Sunday, January 22, 2012

Helping A Reluctant Child Get Their Face Painted

Has this ever happened to you? You’re at a festival and your child says she wants her face painted. You wait in line for an hour. Then when it’s her turn, she suddenly gets shy and refuses to get in the painter’s chair.

This is actually quite common, but what is a parent to do? Because the painter has probably encountered this situation before they can usually coax your child into getting something painted, such as a design on her arm instead of her face. If that doesn’t work, perhaps you could get something small painted on you! You did wait in line patiently all that time, didn’t you?

The worse thing to do is to get mad and force your child to get painted, especially if they are crying and flailing about. Most face painters won’t paint a child in that instance. It’s not safe and there’s no need to traumatize the child any more than they already are. It’s also not good for business as it might frighten away other customers! 
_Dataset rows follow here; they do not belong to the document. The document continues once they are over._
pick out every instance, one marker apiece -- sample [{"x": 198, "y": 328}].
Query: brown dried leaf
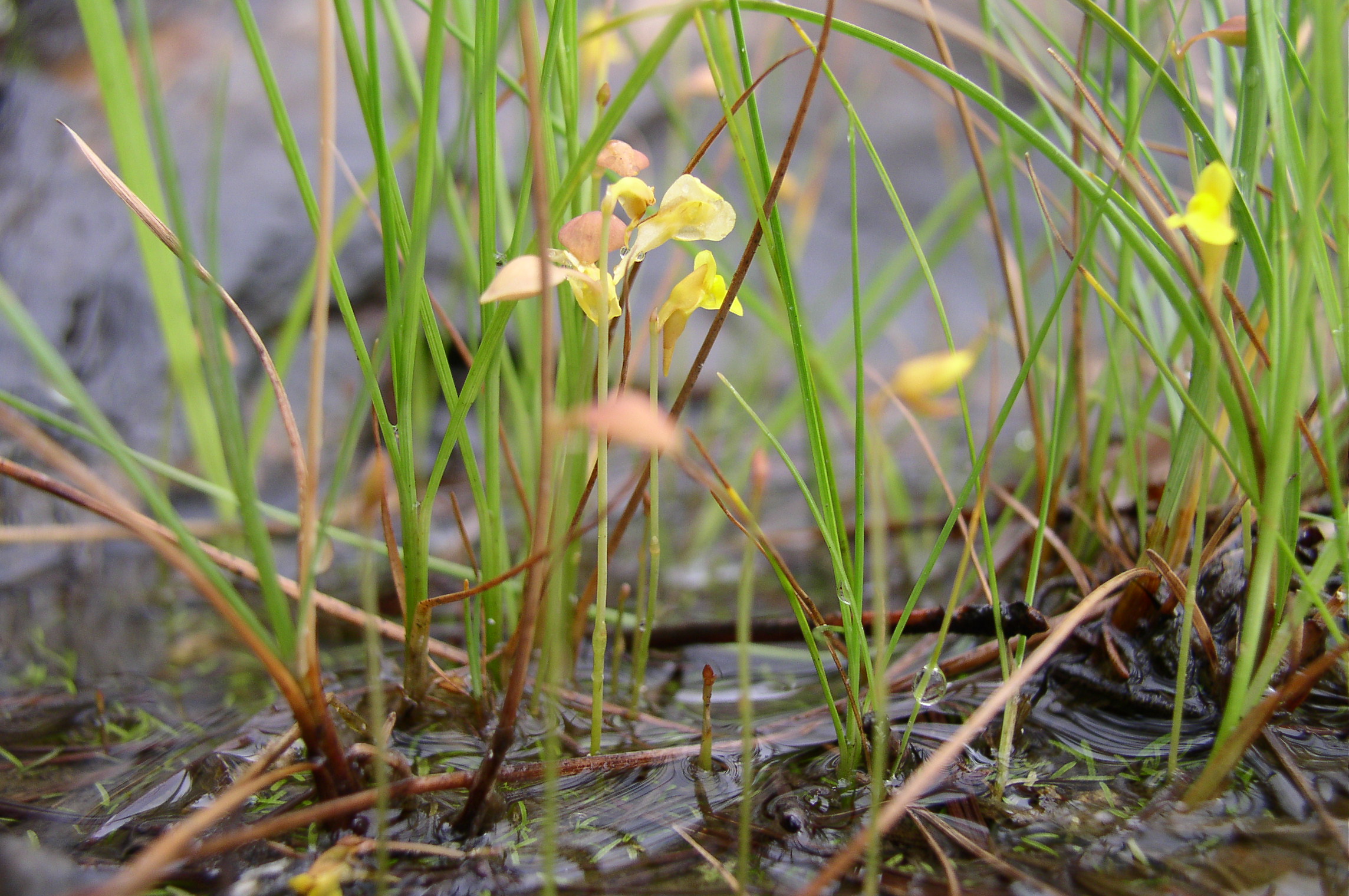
[
  {"x": 520, "y": 278},
  {"x": 630, "y": 419},
  {"x": 580, "y": 235},
  {"x": 622, "y": 160}
]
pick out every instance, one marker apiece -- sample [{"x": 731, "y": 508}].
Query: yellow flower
[
  {"x": 598, "y": 50},
  {"x": 633, "y": 195},
  {"x": 328, "y": 872},
  {"x": 690, "y": 211},
  {"x": 586, "y": 285},
  {"x": 1207, "y": 215},
  {"x": 919, "y": 381},
  {"x": 705, "y": 288}
]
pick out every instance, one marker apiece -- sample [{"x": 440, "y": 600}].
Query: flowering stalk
[{"x": 601, "y": 635}]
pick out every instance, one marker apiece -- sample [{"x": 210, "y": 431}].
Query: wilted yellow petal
[
  {"x": 671, "y": 331},
  {"x": 922, "y": 378},
  {"x": 633, "y": 420},
  {"x": 622, "y": 160},
  {"x": 633, "y": 195},
  {"x": 580, "y": 235},
  {"x": 586, "y": 289},
  {"x": 520, "y": 278},
  {"x": 699, "y": 211},
  {"x": 690, "y": 211},
  {"x": 601, "y": 50}
]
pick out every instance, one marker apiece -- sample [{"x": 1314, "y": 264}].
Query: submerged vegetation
[{"x": 1160, "y": 199}]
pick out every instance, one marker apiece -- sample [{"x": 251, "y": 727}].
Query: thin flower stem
[{"x": 601, "y": 636}]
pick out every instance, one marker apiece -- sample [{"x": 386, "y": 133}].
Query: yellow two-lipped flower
[
  {"x": 705, "y": 288},
  {"x": 689, "y": 211},
  {"x": 1207, "y": 213}
]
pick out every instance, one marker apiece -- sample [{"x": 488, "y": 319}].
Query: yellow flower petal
[
  {"x": 690, "y": 211},
  {"x": 685, "y": 297},
  {"x": 1216, "y": 181},
  {"x": 920, "y": 378},
  {"x": 671, "y": 331},
  {"x": 633, "y": 195},
  {"x": 586, "y": 289},
  {"x": 1206, "y": 213}
]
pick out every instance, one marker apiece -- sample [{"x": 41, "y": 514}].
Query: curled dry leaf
[
  {"x": 1230, "y": 33},
  {"x": 622, "y": 160},
  {"x": 633, "y": 420},
  {"x": 580, "y": 235},
  {"x": 520, "y": 278}
]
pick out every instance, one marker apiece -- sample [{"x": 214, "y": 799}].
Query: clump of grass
[{"x": 1213, "y": 324}]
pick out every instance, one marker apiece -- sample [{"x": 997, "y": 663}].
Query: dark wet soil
[{"x": 1088, "y": 809}]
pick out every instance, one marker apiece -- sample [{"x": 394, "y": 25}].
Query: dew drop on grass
[{"x": 935, "y": 689}]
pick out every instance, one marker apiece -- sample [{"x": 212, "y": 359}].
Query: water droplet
[{"x": 935, "y": 689}]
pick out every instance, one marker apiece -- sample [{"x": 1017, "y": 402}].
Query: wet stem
[{"x": 601, "y": 636}]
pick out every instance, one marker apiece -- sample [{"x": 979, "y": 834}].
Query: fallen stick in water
[{"x": 1018, "y": 618}]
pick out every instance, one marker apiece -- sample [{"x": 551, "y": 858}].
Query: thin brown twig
[
  {"x": 505, "y": 734},
  {"x": 992, "y": 860},
  {"x": 1011, "y": 278},
  {"x": 942, "y": 759},
  {"x": 1334, "y": 828},
  {"x": 1181, "y": 593},
  {"x": 463, "y": 535},
  {"x": 175, "y": 245},
  {"x": 150, "y": 864},
  {"x": 953, "y": 880}
]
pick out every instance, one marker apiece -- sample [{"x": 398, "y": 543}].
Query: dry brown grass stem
[
  {"x": 989, "y": 859},
  {"x": 935, "y": 767},
  {"x": 714, "y": 328},
  {"x": 154, "y": 861},
  {"x": 953, "y": 880},
  {"x": 505, "y": 734},
  {"x": 1181, "y": 593},
  {"x": 966, "y": 533},
  {"x": 307, "y": 643},
  {"x": 725, "y": 498},
  {"x": 175, "y": 245},
  {"x": 146, "y": 529},
  {"x": 1011, "y": 278},
  {"x": 1105, "y": 147}
]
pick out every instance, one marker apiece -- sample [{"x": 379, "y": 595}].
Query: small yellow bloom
[
  {"x": 600, "y": 50},
  {"x": 1207, "y": 215},
  {"x": 919, "y": 381},
  {"x": 633, "y": 195},
  {"x": 690, "y": 211},
  {"x": 705, "y": 288},
  {"x": 328, "y": 872},
  {"x": 586, "y": 285}
]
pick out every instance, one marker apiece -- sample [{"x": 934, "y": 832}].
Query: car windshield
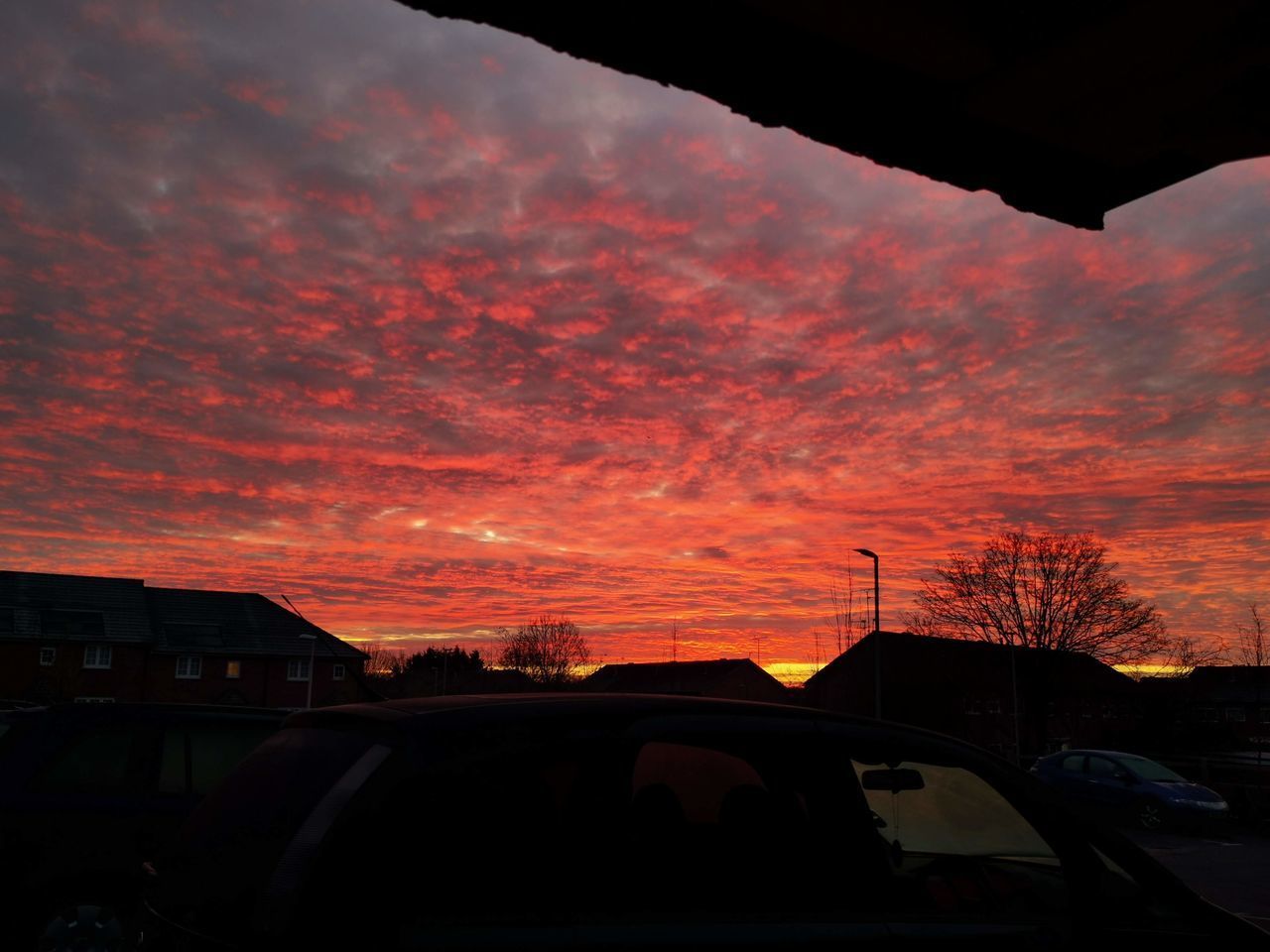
[{"x": 1151, "y": 771}]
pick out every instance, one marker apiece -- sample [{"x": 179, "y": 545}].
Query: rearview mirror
[{"x": 892, "y": 780}]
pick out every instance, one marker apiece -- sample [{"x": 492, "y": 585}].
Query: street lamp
[
  {"x": 313, "y": 647},
  {"x": 866, "y": 553}
]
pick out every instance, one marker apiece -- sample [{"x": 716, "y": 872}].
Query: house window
[{"x": 96, "y": 655}]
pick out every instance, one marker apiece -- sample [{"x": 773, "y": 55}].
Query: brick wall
[{"x": 23, "y": 676}]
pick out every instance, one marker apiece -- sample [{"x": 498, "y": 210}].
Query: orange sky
[{"x": 434, "y": 330}]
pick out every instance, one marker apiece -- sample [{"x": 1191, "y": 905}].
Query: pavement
[{"x": 1230, "y": 870}]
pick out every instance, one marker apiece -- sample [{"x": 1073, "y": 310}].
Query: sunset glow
[{"x": 434, "y": 330}]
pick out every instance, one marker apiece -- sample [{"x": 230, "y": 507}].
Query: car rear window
[{"x": 218, "y": 866}]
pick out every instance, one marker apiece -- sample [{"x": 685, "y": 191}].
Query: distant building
[
  {"x": 969, "y": 688},
  {"x": 1228, "y": 703},
  {"x": 79, "y": 638},
  {"x": 735, "y": 678}
]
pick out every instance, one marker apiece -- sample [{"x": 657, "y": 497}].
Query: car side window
[
  {"x": 1102, "y": 769},
  {"x": 640, "y": 830},
  {"x": 1075, "y": 763},
  {"x": 98, "y": 762},
  {"x": 198, "y": 757}
]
Has this happened to you?  What did you do?  Leave me a comment.  I'd love to hear from you!

Later, when everyone is relaxed, you could ask your child what made her change her mind? Reassure her that it is okay to not want to get painted. Children need to feel empowered about their bodies.  The face is a very close personal space. From farther away your child felt comfortable with that concept but it probably overwhelmed her when it was her turn.

Other ideas to get her used to the idea:
--Have her watch friends get painted at birthday parties and discuss the pretty designs and how nicely they sat to be painted. She can then ask her friends how it felt.
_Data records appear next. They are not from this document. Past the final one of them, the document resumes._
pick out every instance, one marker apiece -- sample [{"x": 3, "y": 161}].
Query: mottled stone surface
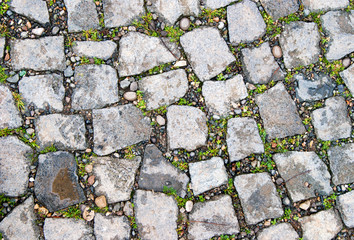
[
  {"x": 220, "y": 215},
  {"x": 139, "y": 52},
  {"x": 66, "y": 132},
  {"x": 321, "y": 226},
  {"x": 164, "y": 209},
  {"x": 20, "y": 224},
  {"x": 260, "y": 66},
  {"x": 259, "y": 198},
  {"x": 97, "y": 86},
  {"x": 300, "y": 44},
  {"x": 304, "y": 173},
  {"x": 243, "y": 138},
  {"x": 9, "y": 115},
  {"x": 115, "y": 177},
  {"x": 69, "y": 228},
  {"x": 156, "y": 173},
  {"x": 332, "y": 121},
  {"x": 186, "y": 127},
  {"x": 340, "y": 27},
  {"x": 207, "y": 52},
  {"x": 118, "y": 13},
  {"x": 341, "y": 161},
  {"x": 82, "y": 15},
  {"x": 206, "y": 175},
  {"x": 102, "y": 50},
  {"x": 279, "y": 113},
  {"x": 14, "y": 166},
  {"x": 220, "y": 95},
  {"x": 51, "y": 92},
  {"x": 118, "y": 127},
  {"x": 164, "y": 89},
  {"x": 245, "y": 22},
  {"x": 56, "y": 184},
  {"x": 42, "y": 54}
]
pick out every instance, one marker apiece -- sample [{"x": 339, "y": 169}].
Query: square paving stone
[
  {"x": 65, "y": 132},
  {"x": 56, "y": 184},
  {"x": 156, "y": 215},
  {"x": 115, "y": 177},
  {"x": 341, "y": 161},
  {"x": 207, "y": 52},
  {"x": 97, "y": 86},
  {"x": 186, "y": 127},
  {"x": 246, "y": 23},
  {"x": 206, "y": 175},
  {"x": 304, "y": 174},
  {"x": 300, "y": 44},
  {"x": 260, "y": 66},
  {"x": 118, "y": 127},
  {"x": 213, "y": 218},
  {"x": 243, "y": 138},
  {"x": 332, "y": 121},
  {"x": 321, "y": 226},
  {"x": 51, "y": 92},
  {"x": 259, "y": 198},
  {"x": 279, "y": 113}
]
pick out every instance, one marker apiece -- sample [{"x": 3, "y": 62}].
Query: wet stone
[
  {"x": 279, "y": 113},
  {"x": 243, "y": 138},
  {"x": 260, "y": 66},
  {"x": 56, "y": 184},
  {"x": 332, "y": 121},
  {"x": 119, "y": 127},
  {"x": 212, "y": 218},
  {"x": 259, "y": 198},
  {"x": 14, "y": 166},
  {"x": 115, "y": 177},
  {"x": 305, "y": 174},
  {"x": 66, "y": 132},
  {"x": 97, "y": 86},
  {"x": 245, "y": 22},
  {"x": 51, "y": 92},
  {"x": 164, "y": 209},
  {"x": 207, "y": 52},
  {"x": 157, "y": 173}
]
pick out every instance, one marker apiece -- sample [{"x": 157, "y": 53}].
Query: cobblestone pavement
[{"x": 176, "y": 119}]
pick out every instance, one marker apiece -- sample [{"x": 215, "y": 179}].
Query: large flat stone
[
  {"x": 119, "y": 13},
  {"x": 340, "y": 27},
  {"x": 42, "y": 54},
  {"x": 279, "y": 113},
  {"x": 245, "y": 22},
  {"x": 300, "y": 44},
  {"x": 9, "y": 115},
  {"x": 259, "y": 198},
  {"x": 164, "y": 210},
  {"x": 164, "y": 89},
  {"x": 212, "y": 218},
  {"x": 304, "y": 174},
  {"x": 56, "y": 184},
  {"x": 115, "y": 177},
  {"x": 51, "y": 92},
  {"x": 14, "y": 166},
  {"x": 207, "y": 52},
  {"x": 97, "y": 86},
  {"x": 156, "y": 173},
  {"x": 243, "y": 138},
  {"x": 118, "y": 127},
  {"x": 66, "y": 132},
  {"x": 332, "y": 121},
  {"x": 20, "y": 224},
  {"x": 186, "y": 127},
  {"x": 341, "y": 161}
]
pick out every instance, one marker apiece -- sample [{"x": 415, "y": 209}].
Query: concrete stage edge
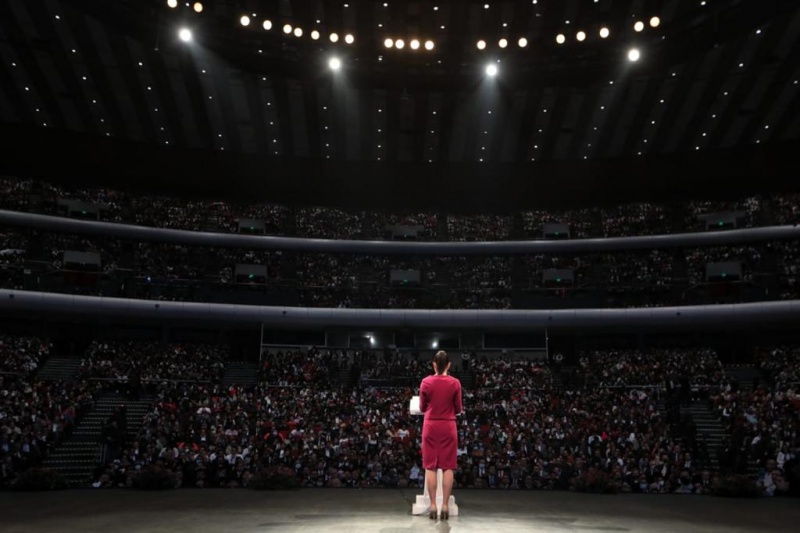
[{"x": 384, "y": 511}]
--Hire a face painter to come to your home. In her own territory she may feel more comfortable. Again, she could watch everyone else get painted before taking her turn.
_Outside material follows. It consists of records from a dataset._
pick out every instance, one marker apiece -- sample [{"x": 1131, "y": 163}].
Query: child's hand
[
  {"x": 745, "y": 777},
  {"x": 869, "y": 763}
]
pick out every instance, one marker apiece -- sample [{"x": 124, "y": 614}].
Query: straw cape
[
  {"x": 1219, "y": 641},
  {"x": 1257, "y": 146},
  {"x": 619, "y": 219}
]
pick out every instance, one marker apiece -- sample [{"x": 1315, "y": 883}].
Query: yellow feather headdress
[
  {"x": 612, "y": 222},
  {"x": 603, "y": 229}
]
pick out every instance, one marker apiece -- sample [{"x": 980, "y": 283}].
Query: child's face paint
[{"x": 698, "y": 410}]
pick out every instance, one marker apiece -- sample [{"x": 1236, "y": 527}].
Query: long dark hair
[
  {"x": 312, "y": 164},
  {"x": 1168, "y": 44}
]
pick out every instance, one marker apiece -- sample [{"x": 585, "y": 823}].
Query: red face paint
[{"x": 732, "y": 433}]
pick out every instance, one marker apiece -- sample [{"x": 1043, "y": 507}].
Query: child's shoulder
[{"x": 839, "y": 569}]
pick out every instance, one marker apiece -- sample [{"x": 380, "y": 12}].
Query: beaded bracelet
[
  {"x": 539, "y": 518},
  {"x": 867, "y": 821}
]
When I encounter this situation I don’t make the child get in my chair. I have them stand next to me and I just chat with them. I have them put their arm on the chair or table and I tickle them with a dry brush. I make sure I tell them they don’t have to get painted if they don’t want to. But once I put my paints away they can’t change their mind. This usually works.

If the child does decide to be painted I distract them by more chatting and before they know it, I’m done. I tell them they did such a great job. Everybody’s happy. Mission accomplished.